When Manual Classification Stops Scaling
The first Java compliance engagement I worked on was largely manual. Pull the Flexera evidence, walk through it row by row with a licensing specialist, classify each installation, write the report. It worked — but only because the effort was concentrated into a single deliverable and the customer didn't expect to repeat it.
That model breaks the moment the dataset gets large or the customer wants ongoing visibility.
A typical enterprise Java footprint is tens of thousands of evidence records spread across thousands of machines. Manual review at that scale is slow and error-prone. Worse, even after a clean classification today, the result decays — new Oracle JDK installs appear, NFTC windows expire, version updates shift binaries across boundaries — and within months the customer is back to "we don't know what we have."
This article is about the engine I built so manual classification doesn't have to happen twice.
The First-Pass Engine: Why "All Oracle = RED" Is Wrong
The earliest version of the classification engine took a blunt approach: anything Flexera recognised as an Oracle-published Java title got classified as RED. Anything matching one of the major free distributions (Temurin, Zulu, Liberica, Corretto) got classified as GREEN. Everything else fell to YELLOW by default.

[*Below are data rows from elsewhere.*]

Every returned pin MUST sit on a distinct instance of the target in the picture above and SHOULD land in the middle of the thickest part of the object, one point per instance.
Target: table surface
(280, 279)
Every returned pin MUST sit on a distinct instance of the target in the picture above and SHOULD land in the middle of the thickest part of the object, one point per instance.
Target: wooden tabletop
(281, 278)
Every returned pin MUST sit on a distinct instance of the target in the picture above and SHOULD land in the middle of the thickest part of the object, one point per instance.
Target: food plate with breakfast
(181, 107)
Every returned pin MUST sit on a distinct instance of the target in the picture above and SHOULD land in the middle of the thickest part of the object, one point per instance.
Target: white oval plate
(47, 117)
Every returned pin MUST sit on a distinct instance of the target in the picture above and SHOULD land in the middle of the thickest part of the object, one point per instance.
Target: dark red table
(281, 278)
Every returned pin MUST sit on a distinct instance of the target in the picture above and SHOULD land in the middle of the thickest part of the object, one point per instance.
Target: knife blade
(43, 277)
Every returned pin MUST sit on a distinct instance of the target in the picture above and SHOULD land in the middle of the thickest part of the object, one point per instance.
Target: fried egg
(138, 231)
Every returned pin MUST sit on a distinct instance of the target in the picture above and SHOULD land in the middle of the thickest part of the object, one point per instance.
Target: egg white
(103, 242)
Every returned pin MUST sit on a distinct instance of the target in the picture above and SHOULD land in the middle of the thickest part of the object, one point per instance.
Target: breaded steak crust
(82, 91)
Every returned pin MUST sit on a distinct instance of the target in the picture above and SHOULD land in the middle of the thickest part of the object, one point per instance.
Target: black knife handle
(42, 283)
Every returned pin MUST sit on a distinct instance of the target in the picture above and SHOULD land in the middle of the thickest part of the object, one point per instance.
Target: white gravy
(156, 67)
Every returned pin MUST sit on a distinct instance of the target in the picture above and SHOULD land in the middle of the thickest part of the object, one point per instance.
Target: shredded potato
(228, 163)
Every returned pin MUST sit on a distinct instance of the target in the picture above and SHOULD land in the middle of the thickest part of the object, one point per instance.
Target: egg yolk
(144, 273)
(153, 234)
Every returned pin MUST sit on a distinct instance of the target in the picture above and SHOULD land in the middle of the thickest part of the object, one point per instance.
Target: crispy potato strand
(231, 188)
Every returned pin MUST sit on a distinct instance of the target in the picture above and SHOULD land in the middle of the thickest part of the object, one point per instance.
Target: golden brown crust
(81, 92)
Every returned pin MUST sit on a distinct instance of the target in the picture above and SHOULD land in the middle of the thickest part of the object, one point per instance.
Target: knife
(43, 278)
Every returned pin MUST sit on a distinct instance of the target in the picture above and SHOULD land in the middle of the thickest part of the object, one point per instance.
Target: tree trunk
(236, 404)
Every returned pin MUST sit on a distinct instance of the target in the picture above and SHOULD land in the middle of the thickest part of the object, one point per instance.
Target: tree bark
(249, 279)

This is the classification you get when you treat Oracle Java as a single entity. It is also wrong in three specific ways:
- Java SE 8 updates 1–202 are free under the Binary Code License, but the crude rule classifies them as RED alongside 8u211+ OTN installations. The customer is shown exposure they don't actually have.
- Embedded Java in Oracle Database, Oracle Client, and Oracle Hyperion is covered by the host-product licence, but the crude rule treats it as standalone Oracle Java. Legitimately-licensed installations get flagged RED.
- Java SE 17 and 21 sit on different sides of NFTC expiry. A timeless "all Oracle = RED" rule misses both the retroactive flip of Java 17 (NFTC expired September 2024 — every Java 17 install became licensable) and the planning horizon for Java 21 (NFTC expiring September 2026).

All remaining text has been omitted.